Chinese telecom giant Huawei and other government-owned carriers are making deals to lay transcontinental submarine cables connecting East Africa and South America after the industry watchdog gave the go-ahead to export Chinese information technology, ChinaDaily reported.

It’s a way for China to expand its global reach, according to ChinaBusinessNews.

China will encourage local companies to go abroad in 2016 and help build and operate overseas telecom projects, said Miao Wei, the industry and information technology minister, in an annual work report last week.

Huawei Marine Networks Co Ltd. is a joint venture between Huawei and U.K.-based Global Marine Systems Ltd. In October, the company said it was building a 6,000-kilometer cable project connecting Cameroon and Brazil.

Government-owned carrier China United Network Communications Group is an investor in the project.

Government support alone is not enough for Chinese companies to go big abroad, said Cao Shumin, president of the China Academy of Information and Communications Technology. Companies must also use their tech advantage to expand their international horizons, according to ChinaBusinessNews.

Based in Tianjin, China, Huawei Marine beat out France’s Alcatel-Lucent and Japan’s NEC Corp. to win the bid, according to ChinaDaily.

The project, scheduled to be completed by 2017 for an undisclosed amount, will be a major data link between Africa and South America, according to Huawei Marine.

The Chinese company is using “a self-developed technique” that it said can reduce construction costs. Its cable can transmit 32 terabytes of data per second across the Atlantic.

Analysts say construction costs for burying undersea cable exceed $200,000 per kilometer, ChinaBusinessNews reported.

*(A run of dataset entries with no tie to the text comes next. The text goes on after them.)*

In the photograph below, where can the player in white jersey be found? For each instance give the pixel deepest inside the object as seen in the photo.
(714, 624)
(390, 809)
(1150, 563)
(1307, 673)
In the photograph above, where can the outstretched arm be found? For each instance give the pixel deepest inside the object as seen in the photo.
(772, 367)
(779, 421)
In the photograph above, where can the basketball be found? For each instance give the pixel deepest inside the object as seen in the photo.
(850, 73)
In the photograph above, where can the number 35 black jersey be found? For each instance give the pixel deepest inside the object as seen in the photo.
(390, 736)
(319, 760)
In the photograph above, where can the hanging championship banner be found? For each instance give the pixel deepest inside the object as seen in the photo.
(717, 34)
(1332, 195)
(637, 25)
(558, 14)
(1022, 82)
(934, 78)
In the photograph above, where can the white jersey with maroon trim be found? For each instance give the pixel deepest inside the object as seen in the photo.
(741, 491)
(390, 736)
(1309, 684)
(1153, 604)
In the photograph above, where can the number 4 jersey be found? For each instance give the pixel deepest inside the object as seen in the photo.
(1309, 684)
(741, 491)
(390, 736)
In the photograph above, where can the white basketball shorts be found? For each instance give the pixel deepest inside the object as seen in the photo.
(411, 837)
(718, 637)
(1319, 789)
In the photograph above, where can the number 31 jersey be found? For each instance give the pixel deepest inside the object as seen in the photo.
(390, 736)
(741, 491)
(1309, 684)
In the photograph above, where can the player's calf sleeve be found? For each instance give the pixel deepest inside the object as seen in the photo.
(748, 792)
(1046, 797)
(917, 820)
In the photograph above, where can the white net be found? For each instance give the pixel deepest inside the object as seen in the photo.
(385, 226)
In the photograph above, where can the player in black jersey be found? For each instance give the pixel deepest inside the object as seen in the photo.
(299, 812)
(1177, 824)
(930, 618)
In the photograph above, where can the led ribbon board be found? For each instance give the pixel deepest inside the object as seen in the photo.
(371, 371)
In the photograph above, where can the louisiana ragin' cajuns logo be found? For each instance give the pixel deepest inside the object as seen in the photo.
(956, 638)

China plans to focus in 2016 on connecting countries such as Egypt, Burkina Faso and Cameroon with the rest of the world using the latest telecom infrastructure, Miao said.

“The government is increasing investment in Africa, which gives Chinese IT companies bigger options to land deals,” said Sun Pishu, CEO of Chinese server maker Inspur Technologies.

Other telcoms are making deals to lay submarine cable.

These include cash-rich carriers China Unicom and China Telecommunications Corp, which agreed to join global firms in building a 13,000-kilometer, cross-Pacific fiber-optic submarine cable connecting China, South Korea and Japan with the U.S. The New Cross Pacific project is scheduled to be operation by 2018, ChinaDaily reported.

In 2014, two subsidiaries of China Mobile and China Telecom joined a Google-led project to build a $300-million trans-Pacific cable.

This move by Chinese telecom companies to lay deep ocean cables could prove to be a master stroke in terms of their global expansion plans, according to analysis in ChinaBusinessNews. “With other major carriers like China Unicom and China Telecom in talks to construct a … fiber-optic submarine cable that would connect the Far East with U.S., it is time that Huawei also stepped up its game … This project could also lead other Chinese companies to follow suit and pursue submarine routes to global recognition.”